I’m always kind of working on a bunch of different things — small paintings, big paintings, drawings, ceramic slab drawings, ceramic houses. Right now, everything is geared towards being a part of the same body of work for my thesis exhibition that is (hopefully) happening in Spring of 2021. Recently, I received a work exchange scholarship at Manhattan Graphics Center so I also plan to revisit my first love, printmaking. I’ve been thinking about this Peter Doig etching of hockey players that Two Palms published, that’s the piece that’s been nagging me in the back of my head to get back into intaglio.
We chose three of your paintings, but having been in your studio, we know you have a much more interdisciplinary practice. Can you talk about how those mediums influence each other, if they do?
Different mediums definitely influence each other, everything is connected in my mind. The ceramic houses I made were an exciting body of work that brought a different lens to the world that I’m in. I would use those houses as maquettes in certain paintings and I would also paint houses that I would then make in the future. There’s also such a satisfying feeling in exploring different materials. Feeling the grit of clay and the dry fibrousness of wood brings more of a sense of authenticity to me because these are the materials that the earth is actually made of. The “thing” that I’m representing is actually there in the material structure of the object. Also working in ceramics has made me more conscious of the surface of my paintings — thinking of the painting as an object, that the surface of the object is very important and has as much to do with the feeling you get as the picture that’s drawn there.
What are some references you draw upon in your work? Are there any themes in particular that you like to focus on when creating?
I take a lot of inspiration from hidden parts of my childhood home — dense forests, winding creeks, and wetlands that snake their way around the cookie cutter suburbs I grew up in in Maryland. These natural features emerge in my landscapes and usually act as either an obstacle or a vehicle for the protagonists in the paintings. There isn’t a lot of information that is given about the identity of these people but the situation they’re placed in is a known one of human survival. There’s also a part of me that likes to touch on the mythic or supernatural. For instance, my painting Green Man (2020) is in reference to the nature spirit that is used to symbolize rebirth and the cycle of new growth that comes every spring.
Where are some of your favorite spaces that support contemporary art or design? Now that the art has an online presence has that changed?
I think Shelter in Place Gallery is pretty cool, it’s a gallery that isn’t a room in a building but actually a small maquette. It’s made and run by Boston based Eben Haines and Delaney Dameron. Artists submit small work that goes in the gallery and they photograph it in a way that makes it look like a large scale installation in this beautifully lit gallery space. This project made me realize that work doesn’t need to be massive to be impactful. I think it’s one of the more creative ways to deal with the restrictions of the pandemic right now but nothing can really replace seeing artwork in person.
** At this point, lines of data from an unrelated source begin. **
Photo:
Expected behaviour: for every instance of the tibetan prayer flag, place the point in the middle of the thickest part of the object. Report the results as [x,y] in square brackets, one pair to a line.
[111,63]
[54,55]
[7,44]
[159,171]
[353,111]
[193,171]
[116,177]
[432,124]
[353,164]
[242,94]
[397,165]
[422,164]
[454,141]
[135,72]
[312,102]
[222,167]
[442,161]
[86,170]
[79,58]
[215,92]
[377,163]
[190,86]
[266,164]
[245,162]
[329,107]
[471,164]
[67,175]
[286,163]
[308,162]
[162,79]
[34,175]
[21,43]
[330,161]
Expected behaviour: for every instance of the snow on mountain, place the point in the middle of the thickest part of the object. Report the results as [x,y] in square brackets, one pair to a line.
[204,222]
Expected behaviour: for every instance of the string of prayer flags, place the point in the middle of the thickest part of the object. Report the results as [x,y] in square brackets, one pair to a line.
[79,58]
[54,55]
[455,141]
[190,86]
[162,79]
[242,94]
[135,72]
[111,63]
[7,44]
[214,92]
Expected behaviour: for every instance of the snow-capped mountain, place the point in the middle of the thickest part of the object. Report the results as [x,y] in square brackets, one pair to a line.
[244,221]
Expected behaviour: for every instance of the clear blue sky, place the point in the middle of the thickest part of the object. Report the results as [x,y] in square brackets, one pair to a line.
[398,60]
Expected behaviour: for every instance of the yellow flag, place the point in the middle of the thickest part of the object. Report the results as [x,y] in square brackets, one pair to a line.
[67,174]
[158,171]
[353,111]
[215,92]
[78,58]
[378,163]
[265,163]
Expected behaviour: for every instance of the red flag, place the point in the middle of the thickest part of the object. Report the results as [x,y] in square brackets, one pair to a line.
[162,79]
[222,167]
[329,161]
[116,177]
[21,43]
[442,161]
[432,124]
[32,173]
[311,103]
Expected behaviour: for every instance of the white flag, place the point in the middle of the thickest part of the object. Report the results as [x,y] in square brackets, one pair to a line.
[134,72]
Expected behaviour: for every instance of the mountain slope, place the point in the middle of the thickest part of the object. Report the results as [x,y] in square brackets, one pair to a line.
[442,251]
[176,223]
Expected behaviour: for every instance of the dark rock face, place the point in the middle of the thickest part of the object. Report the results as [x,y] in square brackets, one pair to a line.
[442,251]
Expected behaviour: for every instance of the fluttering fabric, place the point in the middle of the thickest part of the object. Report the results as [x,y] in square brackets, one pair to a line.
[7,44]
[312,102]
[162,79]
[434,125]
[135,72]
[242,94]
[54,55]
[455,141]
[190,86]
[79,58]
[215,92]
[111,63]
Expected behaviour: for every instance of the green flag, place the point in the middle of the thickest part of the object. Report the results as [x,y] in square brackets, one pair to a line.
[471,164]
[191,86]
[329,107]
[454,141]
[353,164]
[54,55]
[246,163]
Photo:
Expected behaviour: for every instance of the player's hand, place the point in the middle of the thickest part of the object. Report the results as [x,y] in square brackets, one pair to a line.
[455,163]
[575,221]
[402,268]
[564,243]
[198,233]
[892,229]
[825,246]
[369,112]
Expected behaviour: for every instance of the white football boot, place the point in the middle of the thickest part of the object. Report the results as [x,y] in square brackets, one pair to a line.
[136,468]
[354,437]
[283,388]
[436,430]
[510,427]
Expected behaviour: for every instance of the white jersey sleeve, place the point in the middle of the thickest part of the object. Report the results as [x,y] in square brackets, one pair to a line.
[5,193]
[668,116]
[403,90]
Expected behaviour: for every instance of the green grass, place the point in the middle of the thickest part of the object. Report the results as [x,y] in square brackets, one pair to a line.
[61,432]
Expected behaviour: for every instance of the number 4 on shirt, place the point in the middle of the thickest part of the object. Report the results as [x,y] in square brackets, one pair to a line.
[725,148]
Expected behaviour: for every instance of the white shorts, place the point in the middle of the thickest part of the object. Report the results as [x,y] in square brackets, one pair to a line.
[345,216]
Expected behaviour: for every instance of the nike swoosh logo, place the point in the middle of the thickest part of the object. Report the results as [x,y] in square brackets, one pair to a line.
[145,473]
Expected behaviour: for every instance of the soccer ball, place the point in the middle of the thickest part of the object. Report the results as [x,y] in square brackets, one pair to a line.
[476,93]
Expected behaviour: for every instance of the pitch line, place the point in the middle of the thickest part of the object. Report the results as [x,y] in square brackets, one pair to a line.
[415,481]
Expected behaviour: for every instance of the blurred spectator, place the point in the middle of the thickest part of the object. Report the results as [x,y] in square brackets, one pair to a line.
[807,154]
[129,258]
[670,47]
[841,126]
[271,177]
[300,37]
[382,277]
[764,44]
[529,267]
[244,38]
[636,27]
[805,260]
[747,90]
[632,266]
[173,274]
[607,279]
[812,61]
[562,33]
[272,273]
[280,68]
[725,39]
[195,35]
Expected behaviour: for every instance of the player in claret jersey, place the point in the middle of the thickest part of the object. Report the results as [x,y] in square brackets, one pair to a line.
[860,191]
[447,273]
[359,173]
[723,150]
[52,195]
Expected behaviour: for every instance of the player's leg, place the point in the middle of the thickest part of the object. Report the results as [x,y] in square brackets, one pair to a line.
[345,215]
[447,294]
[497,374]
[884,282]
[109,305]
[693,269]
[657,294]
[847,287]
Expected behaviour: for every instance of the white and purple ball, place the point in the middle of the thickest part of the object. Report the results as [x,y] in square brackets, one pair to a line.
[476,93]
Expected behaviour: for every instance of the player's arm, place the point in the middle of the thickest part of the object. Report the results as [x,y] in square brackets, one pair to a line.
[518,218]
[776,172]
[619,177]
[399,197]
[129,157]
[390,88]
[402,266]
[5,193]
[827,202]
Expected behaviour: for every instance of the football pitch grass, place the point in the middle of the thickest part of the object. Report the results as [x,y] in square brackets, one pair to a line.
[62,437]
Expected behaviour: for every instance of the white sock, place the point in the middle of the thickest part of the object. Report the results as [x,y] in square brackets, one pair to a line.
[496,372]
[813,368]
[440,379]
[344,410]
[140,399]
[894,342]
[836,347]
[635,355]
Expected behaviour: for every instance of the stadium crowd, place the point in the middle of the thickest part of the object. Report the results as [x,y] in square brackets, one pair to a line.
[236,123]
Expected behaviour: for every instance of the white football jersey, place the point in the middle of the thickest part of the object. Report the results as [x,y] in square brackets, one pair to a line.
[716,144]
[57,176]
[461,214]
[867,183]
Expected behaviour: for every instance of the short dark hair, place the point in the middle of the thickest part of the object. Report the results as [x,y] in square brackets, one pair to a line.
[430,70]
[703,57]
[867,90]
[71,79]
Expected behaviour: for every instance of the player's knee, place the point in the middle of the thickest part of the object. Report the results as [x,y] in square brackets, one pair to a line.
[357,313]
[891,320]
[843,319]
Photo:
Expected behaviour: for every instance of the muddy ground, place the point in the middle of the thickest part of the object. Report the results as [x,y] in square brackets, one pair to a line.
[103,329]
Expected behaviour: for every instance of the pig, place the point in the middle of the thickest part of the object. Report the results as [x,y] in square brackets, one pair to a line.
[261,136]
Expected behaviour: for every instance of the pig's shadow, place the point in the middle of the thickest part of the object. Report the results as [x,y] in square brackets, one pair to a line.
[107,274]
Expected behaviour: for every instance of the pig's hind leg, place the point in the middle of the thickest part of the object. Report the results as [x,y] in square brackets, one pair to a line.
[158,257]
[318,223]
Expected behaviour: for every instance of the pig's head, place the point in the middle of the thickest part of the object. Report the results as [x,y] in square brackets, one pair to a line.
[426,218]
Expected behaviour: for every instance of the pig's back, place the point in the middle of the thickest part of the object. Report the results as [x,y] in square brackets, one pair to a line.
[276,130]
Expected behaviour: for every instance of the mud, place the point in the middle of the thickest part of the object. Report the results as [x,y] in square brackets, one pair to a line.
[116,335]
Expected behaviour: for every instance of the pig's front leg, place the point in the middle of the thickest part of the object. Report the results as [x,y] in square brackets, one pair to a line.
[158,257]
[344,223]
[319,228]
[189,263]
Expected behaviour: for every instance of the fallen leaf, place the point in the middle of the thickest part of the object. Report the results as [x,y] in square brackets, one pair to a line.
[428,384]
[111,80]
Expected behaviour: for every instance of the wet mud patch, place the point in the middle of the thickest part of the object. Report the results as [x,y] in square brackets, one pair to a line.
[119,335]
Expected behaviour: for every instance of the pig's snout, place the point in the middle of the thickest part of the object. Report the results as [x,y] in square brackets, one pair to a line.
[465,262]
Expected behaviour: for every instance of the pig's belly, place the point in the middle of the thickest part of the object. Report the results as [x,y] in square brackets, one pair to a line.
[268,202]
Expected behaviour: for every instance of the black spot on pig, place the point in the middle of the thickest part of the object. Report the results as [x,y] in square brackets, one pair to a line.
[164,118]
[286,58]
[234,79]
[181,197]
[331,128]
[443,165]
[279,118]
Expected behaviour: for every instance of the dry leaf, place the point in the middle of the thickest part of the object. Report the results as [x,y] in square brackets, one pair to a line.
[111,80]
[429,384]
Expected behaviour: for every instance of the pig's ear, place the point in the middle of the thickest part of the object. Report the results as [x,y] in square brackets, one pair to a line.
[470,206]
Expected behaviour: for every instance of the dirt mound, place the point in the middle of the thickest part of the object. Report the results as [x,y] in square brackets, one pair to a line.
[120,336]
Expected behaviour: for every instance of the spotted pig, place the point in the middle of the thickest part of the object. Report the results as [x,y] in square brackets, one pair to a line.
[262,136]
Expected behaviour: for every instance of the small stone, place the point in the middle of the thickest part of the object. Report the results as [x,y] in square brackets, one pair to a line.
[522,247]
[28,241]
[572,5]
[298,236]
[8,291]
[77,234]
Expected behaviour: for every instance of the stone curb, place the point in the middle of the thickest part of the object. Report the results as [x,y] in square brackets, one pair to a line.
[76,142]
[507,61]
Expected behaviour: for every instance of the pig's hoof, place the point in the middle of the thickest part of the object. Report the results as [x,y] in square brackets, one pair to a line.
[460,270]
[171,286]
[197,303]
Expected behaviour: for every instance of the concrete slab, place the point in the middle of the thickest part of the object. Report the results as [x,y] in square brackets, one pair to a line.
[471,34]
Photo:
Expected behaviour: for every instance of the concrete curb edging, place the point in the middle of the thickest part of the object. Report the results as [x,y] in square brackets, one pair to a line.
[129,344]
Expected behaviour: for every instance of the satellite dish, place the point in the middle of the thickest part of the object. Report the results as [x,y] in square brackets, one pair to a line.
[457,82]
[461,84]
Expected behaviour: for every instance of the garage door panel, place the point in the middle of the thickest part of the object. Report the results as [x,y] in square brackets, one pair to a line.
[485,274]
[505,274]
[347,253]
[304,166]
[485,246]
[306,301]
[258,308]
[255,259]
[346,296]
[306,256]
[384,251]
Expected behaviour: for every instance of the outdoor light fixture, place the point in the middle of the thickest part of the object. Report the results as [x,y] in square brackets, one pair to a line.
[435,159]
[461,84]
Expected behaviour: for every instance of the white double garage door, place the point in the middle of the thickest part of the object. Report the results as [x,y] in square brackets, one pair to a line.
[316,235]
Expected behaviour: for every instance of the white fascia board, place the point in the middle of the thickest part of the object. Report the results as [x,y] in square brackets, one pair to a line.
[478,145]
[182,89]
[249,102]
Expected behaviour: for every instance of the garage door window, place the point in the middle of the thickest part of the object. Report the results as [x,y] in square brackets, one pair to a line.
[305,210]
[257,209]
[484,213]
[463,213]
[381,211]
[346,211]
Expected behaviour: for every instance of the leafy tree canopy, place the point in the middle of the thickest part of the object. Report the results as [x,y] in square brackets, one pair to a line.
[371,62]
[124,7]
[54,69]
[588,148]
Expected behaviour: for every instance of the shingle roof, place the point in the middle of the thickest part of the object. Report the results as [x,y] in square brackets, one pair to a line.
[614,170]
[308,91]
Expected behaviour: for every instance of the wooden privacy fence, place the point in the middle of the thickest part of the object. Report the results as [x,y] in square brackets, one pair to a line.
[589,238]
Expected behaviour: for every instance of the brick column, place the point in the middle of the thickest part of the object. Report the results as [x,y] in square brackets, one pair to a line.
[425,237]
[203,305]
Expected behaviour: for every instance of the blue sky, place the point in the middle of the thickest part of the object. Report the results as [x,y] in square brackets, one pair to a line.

Do you have any shows coming up? Anything else you would like to share?
I'll be part of a group show titled “Minorly Magical” with my Columbia cohort at K&P Gallery up in person October 15th - 22nd then the works will be available to view online from October 23rd - November 20th. It is curated by my former classmate and lovely painter Annette Hur.
And to anyone reading this: take care of yourself and please wear a mask.